In the following example, the loop will break on the sixth iteration (that won’t be evaluated) despite the full loop has 15 iterations, and will also skip the third iteration.
for (iter in 1:15) {
if (iter == 3) {
next
}
if (iter == 6) {
break
}
print(iter)
}
1
2
4
5
Pre-allocate space to run R for loops
Loops are specially slow in R. If you run or plan to run computationally expensive tasks, you must pre-allocate memory. This technique consists on reserving space for the objects you are creating or filling inside a loop. Let’s see an example:
First, you can create a variable named store
without indicating the size of the final variable once filled inside the loop. The Sys.time
function will store the time when the function itself is executed, so make sure you call the following code at once, not line by line.
start_time <- Sys.time()
store <- numeric()
for (i in 1:1000000){
store[i] <- i ** 2
}
end_time <- Sys.time()
end_time - start_time # Time difference of 0.4400518 secs (running time on my computer)

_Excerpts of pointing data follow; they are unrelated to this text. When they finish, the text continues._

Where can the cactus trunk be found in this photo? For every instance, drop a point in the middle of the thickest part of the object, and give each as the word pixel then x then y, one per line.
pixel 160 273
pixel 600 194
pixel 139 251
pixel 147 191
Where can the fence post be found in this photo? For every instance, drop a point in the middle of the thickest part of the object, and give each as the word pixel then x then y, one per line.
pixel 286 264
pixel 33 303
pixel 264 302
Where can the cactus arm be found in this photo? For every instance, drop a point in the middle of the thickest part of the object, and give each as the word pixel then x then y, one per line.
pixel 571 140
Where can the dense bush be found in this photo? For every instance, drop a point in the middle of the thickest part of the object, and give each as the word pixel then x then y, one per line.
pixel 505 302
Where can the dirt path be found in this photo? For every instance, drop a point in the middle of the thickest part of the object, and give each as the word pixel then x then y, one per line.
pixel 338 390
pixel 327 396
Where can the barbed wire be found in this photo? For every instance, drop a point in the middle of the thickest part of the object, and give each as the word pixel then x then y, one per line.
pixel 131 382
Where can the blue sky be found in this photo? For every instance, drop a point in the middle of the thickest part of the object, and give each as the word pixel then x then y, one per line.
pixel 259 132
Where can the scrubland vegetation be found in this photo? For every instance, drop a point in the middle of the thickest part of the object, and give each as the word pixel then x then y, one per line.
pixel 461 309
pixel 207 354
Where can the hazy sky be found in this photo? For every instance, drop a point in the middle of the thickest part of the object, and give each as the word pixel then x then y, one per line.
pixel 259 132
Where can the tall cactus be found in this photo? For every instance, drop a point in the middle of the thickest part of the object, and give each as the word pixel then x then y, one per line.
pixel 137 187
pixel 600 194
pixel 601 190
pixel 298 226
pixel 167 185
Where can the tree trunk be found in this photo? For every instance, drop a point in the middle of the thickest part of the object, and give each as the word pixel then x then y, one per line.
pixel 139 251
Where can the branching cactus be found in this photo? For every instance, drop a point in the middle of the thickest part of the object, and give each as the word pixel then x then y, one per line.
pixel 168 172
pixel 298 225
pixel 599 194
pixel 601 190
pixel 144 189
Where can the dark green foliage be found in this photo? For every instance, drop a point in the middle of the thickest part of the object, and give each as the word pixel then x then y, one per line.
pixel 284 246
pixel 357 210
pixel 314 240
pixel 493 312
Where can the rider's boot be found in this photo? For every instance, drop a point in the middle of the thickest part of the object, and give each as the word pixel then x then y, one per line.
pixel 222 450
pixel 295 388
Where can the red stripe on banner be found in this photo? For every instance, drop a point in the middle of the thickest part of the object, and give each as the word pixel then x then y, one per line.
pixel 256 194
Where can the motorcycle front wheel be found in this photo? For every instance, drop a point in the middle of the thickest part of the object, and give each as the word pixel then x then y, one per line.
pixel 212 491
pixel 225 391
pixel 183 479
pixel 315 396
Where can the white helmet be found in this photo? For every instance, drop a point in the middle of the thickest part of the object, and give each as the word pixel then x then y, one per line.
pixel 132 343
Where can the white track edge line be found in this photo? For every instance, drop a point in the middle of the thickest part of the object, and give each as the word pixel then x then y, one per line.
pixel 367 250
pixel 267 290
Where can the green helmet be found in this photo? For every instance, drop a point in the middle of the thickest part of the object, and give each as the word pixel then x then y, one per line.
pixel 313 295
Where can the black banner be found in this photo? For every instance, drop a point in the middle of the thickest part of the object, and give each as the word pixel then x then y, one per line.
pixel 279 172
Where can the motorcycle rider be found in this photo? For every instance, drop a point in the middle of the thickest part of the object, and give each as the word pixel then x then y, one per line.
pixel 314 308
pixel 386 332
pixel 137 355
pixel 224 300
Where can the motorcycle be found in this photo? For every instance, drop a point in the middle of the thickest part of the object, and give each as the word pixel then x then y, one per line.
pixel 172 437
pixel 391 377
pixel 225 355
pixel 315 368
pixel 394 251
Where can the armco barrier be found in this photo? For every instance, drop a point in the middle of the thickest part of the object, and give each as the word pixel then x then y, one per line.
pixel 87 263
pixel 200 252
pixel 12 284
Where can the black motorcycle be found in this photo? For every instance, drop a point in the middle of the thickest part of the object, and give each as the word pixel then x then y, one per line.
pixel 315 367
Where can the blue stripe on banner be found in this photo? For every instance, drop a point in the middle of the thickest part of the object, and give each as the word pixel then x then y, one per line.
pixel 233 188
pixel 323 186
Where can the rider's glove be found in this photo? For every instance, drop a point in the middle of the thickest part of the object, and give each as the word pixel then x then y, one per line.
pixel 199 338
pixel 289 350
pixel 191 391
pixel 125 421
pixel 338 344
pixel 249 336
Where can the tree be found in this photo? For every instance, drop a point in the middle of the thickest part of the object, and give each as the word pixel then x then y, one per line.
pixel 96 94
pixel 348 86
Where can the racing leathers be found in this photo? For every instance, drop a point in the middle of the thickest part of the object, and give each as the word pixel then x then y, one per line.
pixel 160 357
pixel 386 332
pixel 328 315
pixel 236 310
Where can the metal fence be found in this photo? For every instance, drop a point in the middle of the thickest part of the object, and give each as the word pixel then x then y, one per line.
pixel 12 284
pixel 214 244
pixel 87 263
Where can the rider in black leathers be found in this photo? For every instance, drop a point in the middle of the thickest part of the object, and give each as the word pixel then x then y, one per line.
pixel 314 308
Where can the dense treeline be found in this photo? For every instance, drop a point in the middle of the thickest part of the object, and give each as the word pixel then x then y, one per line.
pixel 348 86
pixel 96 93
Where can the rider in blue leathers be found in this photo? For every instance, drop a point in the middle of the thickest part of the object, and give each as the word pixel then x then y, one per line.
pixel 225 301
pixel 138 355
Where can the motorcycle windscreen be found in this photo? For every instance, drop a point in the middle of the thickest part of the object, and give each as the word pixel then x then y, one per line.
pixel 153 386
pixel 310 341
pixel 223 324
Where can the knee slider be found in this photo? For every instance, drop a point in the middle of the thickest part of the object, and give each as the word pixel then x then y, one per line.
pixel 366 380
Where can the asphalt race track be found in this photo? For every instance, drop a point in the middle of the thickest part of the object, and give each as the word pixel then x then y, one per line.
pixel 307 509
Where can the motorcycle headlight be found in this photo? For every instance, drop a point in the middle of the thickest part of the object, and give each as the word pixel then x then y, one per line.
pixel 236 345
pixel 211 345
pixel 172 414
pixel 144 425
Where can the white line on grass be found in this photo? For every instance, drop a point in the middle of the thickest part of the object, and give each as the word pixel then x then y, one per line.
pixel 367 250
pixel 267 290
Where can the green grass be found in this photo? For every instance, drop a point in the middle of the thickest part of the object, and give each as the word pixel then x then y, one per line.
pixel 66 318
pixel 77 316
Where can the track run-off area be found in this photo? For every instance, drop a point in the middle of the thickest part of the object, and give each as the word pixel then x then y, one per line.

Second, copy the previous code and pre-allocate the store
variable with the final length of the vector.
start_time <- Sys.time()
store <- numeric(1000000)
for (i in 1:1000000){
store[i] <- i ** 2
}
end_time <- Sys.time()
end_time - start_time # Time difference of 0.126972 secs
Almost 3.5 times faster!
Note that the results may depend on the speed of your computer and will vary if you run the code several times. However, the more resource consuming the task is, the more difference will arise pre-allocating objects in memory. If you try to run the previous codes for only 1000 or 10000 iterations you won’t see the difference.
Vectorized for loop
The foreach
function is an alternative of the classical for loop from the foreach
package. However, this function is similar to an apply
. Note that you will also need to use the %do%
operator. This function can make your loops faster, but it could depend on your loop.

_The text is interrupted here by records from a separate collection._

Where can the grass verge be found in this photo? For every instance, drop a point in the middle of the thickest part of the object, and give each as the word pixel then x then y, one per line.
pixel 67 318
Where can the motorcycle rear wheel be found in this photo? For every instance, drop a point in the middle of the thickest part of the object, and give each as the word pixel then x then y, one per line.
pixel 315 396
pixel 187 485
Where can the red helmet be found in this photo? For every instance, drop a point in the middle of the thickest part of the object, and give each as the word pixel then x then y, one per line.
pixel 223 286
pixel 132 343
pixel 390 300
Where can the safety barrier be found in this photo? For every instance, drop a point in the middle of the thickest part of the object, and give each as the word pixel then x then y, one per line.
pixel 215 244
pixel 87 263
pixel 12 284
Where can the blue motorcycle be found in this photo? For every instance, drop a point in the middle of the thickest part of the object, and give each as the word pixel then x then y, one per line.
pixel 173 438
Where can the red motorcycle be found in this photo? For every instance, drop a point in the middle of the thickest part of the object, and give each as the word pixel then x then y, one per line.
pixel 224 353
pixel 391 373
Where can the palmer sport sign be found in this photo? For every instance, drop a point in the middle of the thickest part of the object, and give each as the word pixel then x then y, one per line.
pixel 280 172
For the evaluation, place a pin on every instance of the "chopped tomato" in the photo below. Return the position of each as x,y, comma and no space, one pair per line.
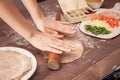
111,21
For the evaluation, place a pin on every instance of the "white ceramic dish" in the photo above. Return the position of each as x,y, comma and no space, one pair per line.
27,53
95,5
113,34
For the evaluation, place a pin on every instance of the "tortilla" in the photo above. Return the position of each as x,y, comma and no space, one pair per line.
13,65
76,54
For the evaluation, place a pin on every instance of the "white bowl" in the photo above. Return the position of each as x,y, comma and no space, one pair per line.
95,5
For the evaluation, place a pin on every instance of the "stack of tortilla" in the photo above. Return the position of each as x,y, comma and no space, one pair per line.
13,65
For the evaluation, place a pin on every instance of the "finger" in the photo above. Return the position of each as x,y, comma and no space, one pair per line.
51,31
51,49
58,35
64,22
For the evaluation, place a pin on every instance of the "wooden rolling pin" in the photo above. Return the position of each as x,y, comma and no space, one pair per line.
53,58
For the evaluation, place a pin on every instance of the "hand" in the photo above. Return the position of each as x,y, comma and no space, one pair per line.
54,27
49,42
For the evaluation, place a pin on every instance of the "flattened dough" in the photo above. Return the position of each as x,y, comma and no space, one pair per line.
69,57
13,65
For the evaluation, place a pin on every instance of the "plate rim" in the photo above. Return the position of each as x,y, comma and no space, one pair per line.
115,32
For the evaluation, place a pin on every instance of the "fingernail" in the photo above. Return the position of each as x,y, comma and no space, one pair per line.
69,50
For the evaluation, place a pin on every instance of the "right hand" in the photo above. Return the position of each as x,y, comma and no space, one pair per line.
49,42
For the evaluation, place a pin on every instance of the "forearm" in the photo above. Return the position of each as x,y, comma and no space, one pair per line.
10,14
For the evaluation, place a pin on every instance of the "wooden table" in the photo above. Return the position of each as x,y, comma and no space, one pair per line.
100,56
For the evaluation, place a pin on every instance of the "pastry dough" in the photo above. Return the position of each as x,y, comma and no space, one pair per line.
13,65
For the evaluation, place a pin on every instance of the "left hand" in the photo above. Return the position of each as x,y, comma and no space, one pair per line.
54,27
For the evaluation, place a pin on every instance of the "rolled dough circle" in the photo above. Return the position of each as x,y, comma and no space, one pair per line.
74,55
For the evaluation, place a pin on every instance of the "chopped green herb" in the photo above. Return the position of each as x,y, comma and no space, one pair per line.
97,30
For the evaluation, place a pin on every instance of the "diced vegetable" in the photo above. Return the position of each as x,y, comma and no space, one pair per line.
111,21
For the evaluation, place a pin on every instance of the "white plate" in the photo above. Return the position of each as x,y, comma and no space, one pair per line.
27,53
114,33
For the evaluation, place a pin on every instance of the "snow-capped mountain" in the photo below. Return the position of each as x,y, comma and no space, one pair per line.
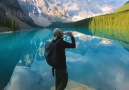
44,12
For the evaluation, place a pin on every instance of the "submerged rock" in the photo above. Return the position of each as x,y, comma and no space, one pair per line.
72,85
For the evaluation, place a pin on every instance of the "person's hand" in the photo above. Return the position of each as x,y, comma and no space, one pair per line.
70,34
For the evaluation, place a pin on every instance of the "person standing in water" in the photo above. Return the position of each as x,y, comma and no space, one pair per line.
61,67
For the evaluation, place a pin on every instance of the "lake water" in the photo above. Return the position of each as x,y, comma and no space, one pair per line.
97,62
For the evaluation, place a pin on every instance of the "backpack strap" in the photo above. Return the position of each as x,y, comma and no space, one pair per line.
54,44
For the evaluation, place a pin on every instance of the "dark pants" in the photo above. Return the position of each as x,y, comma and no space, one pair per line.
61,79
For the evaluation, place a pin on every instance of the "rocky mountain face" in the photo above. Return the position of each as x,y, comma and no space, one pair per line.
12,17
67,10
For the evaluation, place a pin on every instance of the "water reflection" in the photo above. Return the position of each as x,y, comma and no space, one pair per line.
97,62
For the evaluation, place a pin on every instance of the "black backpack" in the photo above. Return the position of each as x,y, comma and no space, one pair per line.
50,53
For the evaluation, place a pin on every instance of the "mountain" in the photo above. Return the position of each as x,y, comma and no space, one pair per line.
46,12
114,26
12,17
125,7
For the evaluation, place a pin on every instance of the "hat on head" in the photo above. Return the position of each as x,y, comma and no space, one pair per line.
56,32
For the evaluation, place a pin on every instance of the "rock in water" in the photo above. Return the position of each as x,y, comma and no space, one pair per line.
75,86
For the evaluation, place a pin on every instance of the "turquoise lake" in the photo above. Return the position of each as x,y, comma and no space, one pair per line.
96,62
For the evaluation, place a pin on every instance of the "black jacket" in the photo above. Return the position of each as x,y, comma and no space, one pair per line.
61,52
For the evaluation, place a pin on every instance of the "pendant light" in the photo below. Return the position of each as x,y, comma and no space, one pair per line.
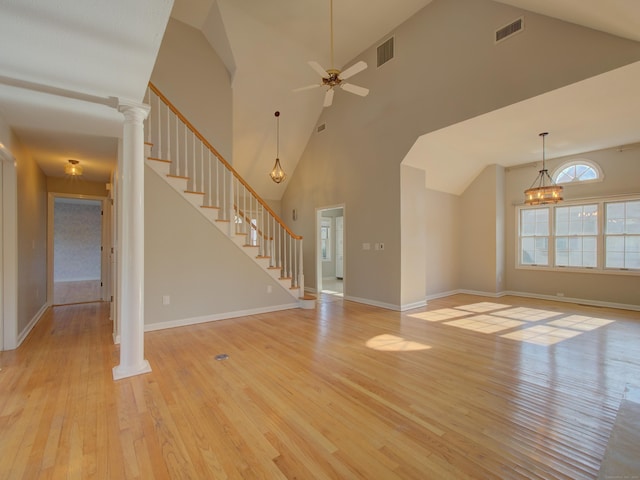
546,190
277,174
73,168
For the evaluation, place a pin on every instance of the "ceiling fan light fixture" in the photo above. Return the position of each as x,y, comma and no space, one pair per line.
277,173
73,168
543,190
332,77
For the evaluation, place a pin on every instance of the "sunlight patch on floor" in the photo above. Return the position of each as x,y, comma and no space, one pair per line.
542,335
580,322
553,327
393,343
439,315
527,314
482,307
485,323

In the following example we created a function named for_each
where we executed the square root of the corresponding value of each iteration. As the foreach
returns a list by default, you can use the .combine
argument and set it to 'c'
so the output will be concatenated. Other option is to return the result wrapped by the unlist
function.
# install.packages("foreach")
library(foreach)
for_each <- function(x) {
res <- foreach(i = 1:x, .combine = 'c') %do% {
sqrt(i)
}
return(res)
}
for_each(10)
1.000000 1.414214 1.732051 2.000000 2.236068 2.449490 2.645751 2.828427 3.000000 3.162278
Parallel for loop
When dealing with very high resource intensive tasks, like simulation studies, you would need to make your loops parallel. For that, you may need to make use of the parallel
and doParallel
packages. However, the second package is loaded when you load the first, so you don’t need to call both.
In the following example we set up our parallel execution with all available cores, but you could use as many as you want. Then, register the parallelization and at the end remember to stop your cluster.

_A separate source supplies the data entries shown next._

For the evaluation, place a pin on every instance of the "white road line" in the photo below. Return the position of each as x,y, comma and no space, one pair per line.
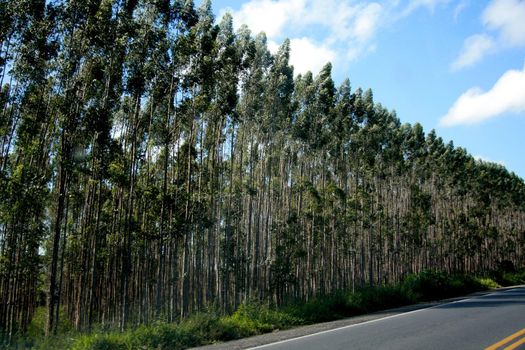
376,320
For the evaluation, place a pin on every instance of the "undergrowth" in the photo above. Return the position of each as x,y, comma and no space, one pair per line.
255,318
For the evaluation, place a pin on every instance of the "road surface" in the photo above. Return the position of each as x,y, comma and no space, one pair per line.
495,320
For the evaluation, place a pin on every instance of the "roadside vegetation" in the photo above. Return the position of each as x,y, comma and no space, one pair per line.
160,169
255,318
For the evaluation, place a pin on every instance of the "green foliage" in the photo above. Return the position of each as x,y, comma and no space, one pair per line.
506,278
255,318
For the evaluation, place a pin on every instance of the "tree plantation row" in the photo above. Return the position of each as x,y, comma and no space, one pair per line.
154,163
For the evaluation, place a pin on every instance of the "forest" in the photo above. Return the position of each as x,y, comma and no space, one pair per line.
155,162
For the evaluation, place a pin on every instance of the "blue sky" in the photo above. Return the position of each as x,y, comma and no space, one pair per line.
457,66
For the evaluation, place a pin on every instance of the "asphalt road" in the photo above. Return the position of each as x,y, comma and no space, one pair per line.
495,321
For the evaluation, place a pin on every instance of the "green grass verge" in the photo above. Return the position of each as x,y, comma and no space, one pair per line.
253,318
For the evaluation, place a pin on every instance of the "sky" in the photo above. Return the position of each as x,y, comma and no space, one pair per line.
456,66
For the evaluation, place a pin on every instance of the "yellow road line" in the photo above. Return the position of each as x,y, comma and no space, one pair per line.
516,344
507,340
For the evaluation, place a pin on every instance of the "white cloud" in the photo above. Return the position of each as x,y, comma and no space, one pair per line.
342,28
460,7
306,55
475,105
474,49
268,16
507,16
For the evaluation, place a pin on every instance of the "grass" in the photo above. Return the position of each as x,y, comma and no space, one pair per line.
255,318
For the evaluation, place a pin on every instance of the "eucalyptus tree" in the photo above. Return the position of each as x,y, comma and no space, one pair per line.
25,168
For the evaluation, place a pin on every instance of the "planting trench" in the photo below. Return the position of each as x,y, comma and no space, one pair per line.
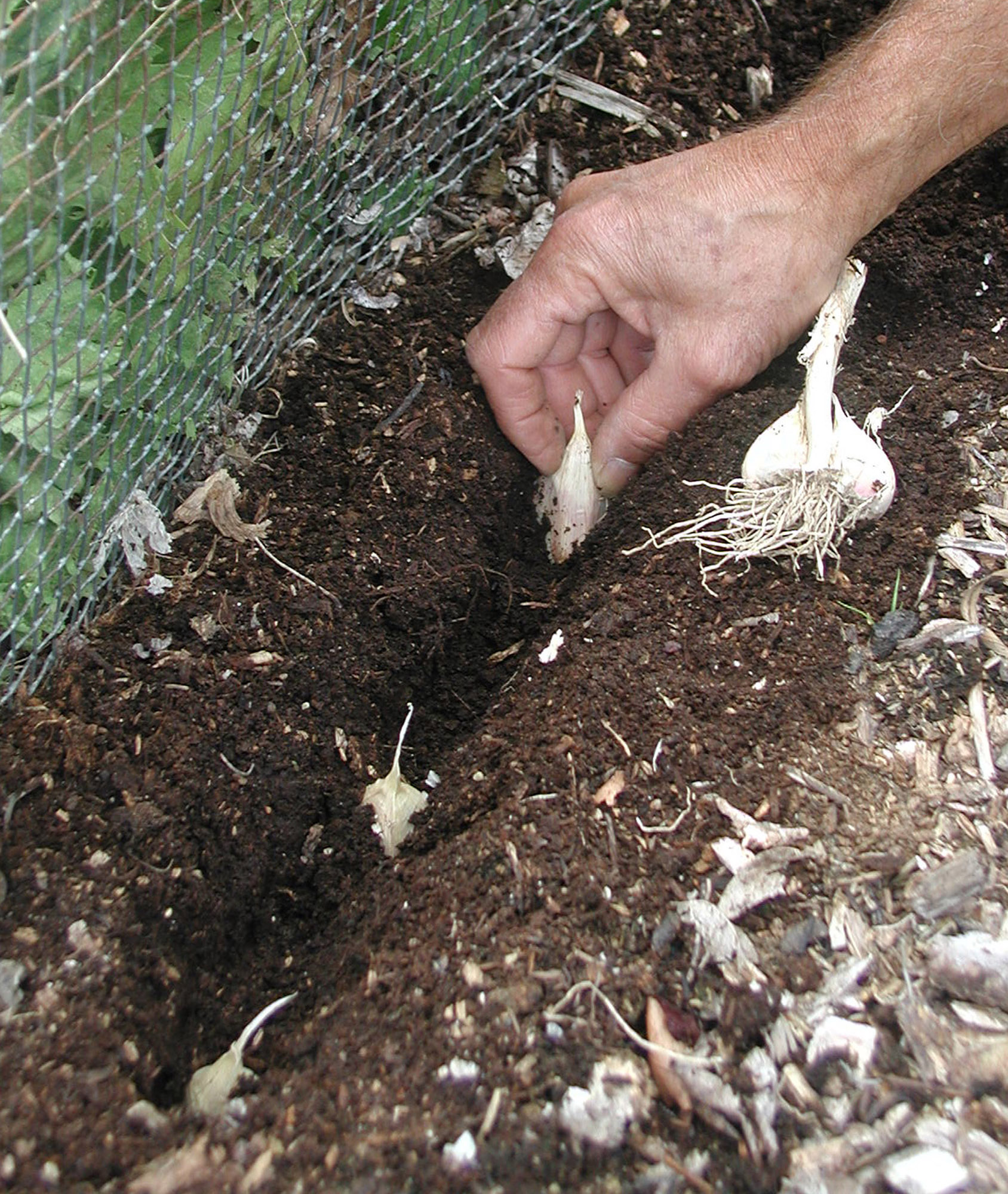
187,840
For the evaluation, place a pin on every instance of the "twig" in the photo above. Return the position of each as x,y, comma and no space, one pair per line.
814,785
605,100
13,336
969,356
663,829
760,15
404,407
490,1116
980,733
237,771
705,1063
693,1180
294,573
628,752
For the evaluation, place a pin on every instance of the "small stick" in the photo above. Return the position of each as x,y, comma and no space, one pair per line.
13,336
294,573
980,733
705,1063
404,407
662,829
814,785
693,1180
490,1116
628,752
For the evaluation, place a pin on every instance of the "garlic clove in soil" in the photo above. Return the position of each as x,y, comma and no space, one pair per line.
570,498
395,801
211,1088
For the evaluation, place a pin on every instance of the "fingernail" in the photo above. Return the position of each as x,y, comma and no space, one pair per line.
614,476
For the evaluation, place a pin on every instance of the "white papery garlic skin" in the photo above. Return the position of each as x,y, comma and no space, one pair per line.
570,498
818,435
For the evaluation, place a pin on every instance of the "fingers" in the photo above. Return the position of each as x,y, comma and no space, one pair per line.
661,401
540,343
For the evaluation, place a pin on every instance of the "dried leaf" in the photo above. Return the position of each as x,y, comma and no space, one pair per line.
217,500
723,943
667,1079
974,967
395,802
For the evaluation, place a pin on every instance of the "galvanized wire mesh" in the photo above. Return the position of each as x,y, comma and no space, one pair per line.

Note that now you need to use %dopar%
instead of %do%
.
library(parallel)
par_for_each <- function(x) {
cl <- parallel::makeCluster(detectCores())
doParallel::registerDoParallel(cl)
res <- foreach(i = 1:x, .combine = 'c') %dopar% {
sqrt(i)
}
parallel::stopCluster(cl)
return(res)
}
par_for_each(10)
1.000000 1.414214 1.732051 2.000000 2.236068 2.449490 2.645751 2.828427 3.000000 3.162278
Parallel for loops require some time to set up. Therefore, there are only more efficient with resource intensive loops.